Class: SkillBench::Agent::Runner

Inherits:

Object

Object
SkillBench::Agent::Runner

show all

Defined in:: lib/skill_bench/agent/runner.rb

Overview

Responsible for executing a specific scenario (baseline or context-hydrated) within an isolated sandbox. Handles the system prompt generation and agent execution.

Class Method Summary collapse

.call(params) ⇒ Array<String, String>

Executes the agent run scenario.

Instance Method Summary collapse

#call ⇒ Array<String, String>

Runs the evaluation scenario and captures the results.
#initialize(params) ⇒ Runner constructor

A new instance of Runner.

Constructor Details

#initialize(params) ⇒ `Runner`

Returns a new instance of Runner.

Parameters:

params (Hash) —

The configuration parameters for the run.

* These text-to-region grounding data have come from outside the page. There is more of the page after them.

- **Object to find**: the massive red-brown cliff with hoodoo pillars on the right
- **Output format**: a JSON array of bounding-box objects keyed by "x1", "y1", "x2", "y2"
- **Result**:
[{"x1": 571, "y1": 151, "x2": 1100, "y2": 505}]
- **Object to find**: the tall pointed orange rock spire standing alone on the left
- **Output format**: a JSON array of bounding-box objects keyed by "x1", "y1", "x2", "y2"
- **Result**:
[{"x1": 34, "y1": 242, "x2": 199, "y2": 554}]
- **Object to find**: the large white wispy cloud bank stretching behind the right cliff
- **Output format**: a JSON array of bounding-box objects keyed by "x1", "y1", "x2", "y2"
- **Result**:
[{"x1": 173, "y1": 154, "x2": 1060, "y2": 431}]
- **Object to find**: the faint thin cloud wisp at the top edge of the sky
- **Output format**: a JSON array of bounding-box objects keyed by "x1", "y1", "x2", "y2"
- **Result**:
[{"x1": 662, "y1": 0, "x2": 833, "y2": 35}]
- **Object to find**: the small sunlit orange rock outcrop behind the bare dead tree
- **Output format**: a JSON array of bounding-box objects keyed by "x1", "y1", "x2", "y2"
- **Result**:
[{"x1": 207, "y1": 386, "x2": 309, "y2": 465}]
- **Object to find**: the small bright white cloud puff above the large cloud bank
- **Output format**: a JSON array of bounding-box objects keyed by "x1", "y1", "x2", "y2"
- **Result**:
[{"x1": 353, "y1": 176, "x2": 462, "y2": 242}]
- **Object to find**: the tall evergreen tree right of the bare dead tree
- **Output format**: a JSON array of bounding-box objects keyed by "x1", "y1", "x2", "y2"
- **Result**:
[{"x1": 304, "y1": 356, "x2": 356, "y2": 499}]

# File 'lib/skill_bench/agent/runner.rb', line 27

def initialize(params)
  @mode = validate_mode(params.fetch(:mode))
  @full_eval_path = params.fetch(:full_eval_path)
  @task_content = params.fetch(:task_content)
  @client_params = params.fetch(:client_params, {})

  @source_path = params[:source_path]
  @base_path = params[:base_path]
end

Class Method Details

.call(params) ⇒ `Array<String, String>`

Executes the agent run scenario.

Parameters:

params (Hash) —

The configuration parameters for the run.

Options Hash (params):

:mode (Symbol) —

The mode to run in (‘:baseline` or `:context`).
:full_eval_path (Pathname) —

The path to the evaluation directory.
:task_content (String) —

The task description.
:client_params (Hash) —

Parameters for the LLM client.
:source_path (String) —

Required if mode is ‘:context`.
:base_path (Pathname) —

Required if mode is ‘:context`.

Returns:

(Array<String, String>) —

The agent’s final answer and the git diff.



22
23
24

# File 'lib/skill_bench/agent/runner.rb', line 22

def self.call(params)
  new(params).call
end

Instance Method Details

#call ⇒ `Array<String, String>`

Runs the evaluation scenario and captures the results.